For some retirees, a serene retirement means having predictability and stability in their investments. If so, looking to buy a blue-chip stock like Fortis (TSX:FTS) would be a good idea.
Fortis stock
As a diversified regulated utility, Fortis makes resilient earnings through the economic cycle, even when there’s a recession. For example, during the pandemic year of 2020, it increased its adjusted earnings per share by about 1%.
Because it makes quality earnings, it has also been able to raise its dividend for half a century non-stop. For your reference, its five-year dividend-growth rate is 5.8%. That said, in a higher interest rate environment, it experiences a higher cost of capital that reduces its growth rate. For example, its most recent dividend hike last September was 4.4%.
Over the next few years, Fortis has a bunch of primarily low-risk capital projects lined up for stable growth, which will support healthy dividend growth of 4-6% per year. At $54.45 per share at writing, it offers a dividend yield of 4.3%, and analysts believe the stock is fairly valued.

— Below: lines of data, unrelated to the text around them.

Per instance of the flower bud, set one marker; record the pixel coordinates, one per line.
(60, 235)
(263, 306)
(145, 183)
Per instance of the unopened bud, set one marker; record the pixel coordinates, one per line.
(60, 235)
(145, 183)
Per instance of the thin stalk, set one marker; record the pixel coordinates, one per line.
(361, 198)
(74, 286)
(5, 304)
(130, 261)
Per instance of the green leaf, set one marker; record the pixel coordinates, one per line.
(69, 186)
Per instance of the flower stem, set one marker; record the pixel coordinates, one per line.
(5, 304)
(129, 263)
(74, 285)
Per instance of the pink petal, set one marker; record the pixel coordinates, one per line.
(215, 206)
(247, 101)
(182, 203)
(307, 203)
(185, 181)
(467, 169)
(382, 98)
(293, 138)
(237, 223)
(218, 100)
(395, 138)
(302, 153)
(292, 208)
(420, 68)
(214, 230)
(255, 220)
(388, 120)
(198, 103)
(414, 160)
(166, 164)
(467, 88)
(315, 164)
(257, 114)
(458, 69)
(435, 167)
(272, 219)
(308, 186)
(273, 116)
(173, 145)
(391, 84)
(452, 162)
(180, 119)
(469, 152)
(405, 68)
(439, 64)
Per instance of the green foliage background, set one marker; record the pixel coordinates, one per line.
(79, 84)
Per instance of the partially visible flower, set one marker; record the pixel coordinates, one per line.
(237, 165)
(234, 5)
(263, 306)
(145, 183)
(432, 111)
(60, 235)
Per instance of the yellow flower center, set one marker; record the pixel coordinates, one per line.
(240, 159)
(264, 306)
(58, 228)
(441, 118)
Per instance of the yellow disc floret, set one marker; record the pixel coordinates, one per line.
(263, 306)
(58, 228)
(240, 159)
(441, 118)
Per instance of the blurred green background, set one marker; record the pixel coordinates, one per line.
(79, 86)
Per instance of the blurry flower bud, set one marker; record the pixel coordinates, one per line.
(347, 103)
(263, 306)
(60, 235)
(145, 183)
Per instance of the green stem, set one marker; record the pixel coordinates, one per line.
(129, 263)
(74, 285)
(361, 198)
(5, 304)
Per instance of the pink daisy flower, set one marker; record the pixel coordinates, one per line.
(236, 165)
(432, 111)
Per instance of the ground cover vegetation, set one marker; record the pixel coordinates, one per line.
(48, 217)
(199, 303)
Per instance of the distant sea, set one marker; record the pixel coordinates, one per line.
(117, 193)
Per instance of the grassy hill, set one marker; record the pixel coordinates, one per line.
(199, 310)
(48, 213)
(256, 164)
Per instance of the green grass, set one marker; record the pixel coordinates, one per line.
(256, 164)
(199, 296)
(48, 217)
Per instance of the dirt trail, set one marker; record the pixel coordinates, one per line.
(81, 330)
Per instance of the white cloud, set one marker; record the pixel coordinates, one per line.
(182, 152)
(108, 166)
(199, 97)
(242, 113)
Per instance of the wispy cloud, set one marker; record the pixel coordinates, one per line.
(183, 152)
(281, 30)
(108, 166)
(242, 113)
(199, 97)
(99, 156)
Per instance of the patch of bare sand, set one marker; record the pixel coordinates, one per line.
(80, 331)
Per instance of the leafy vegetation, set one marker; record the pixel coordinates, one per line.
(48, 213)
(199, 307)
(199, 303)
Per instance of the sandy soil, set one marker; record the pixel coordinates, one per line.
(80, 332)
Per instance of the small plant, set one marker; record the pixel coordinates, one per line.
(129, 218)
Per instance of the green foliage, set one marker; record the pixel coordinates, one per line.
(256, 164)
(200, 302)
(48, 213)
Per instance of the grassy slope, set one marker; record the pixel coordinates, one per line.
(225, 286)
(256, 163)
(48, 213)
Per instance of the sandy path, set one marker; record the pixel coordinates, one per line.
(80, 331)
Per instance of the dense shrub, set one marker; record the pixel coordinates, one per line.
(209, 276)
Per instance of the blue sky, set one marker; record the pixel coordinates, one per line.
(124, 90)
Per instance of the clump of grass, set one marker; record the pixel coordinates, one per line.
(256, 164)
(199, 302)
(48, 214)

With this holding, retirees can expect it to increase in value steadily and increase its dividend by at least 4% per year for the long haul. If you’re buying shares today, it’s possible to earn long-term returns of more or less 9%. For a better margin of safety, Canadian investors can look to buy shares on a dip closer to $50 per share.
For some retirees, an approximate 9% return may not be enough. To sail into a serene retirement to ensure you have sufficient money to live the retirement lifestyle you want, you might need to target higher returns with a long-term investment such as Brookfield Infrastructure Partners (TSX:BIP.UN).
BIP.UN and FTS 10-Year Total Return Level data by YCharts on an initial investment of $10,000
Brookfield Infrastructure Partners
With higher interest rates since 2022, Brookfield Infrastructure Partners stock has underperformed Fortis stock. However, in the long run, as shown in the 10-year total return chart above, the global infrastructure stock has outperformed Fortis, delivering annualized returns of about 14% versus Fortis’s 9.2%.
Likely due to its more leveraged nature, today, in a higher interest rate environment, Brookfield Infrastructure Partners trades at a larger discount than Fortis. Analysts believe BIP trades at a discount of about 22%. As a result, it also offers a higher cash distribution yield of 5.3%.
Going forward, management continues to target to grow the funds from operations per unit by more than 10%, coming from sources including inflation and reinvested cash flow. Indeed, BIP has the potential to increase retirees’ income faster. For your reference, its five-year cash-distribution growth rate is 6.3%, while its last cash-distribution hike was 5.9% in February.
Of course, there’s nothing stopping investors from buying both stocks in their TFSAs for a blended profile of their safety and growth.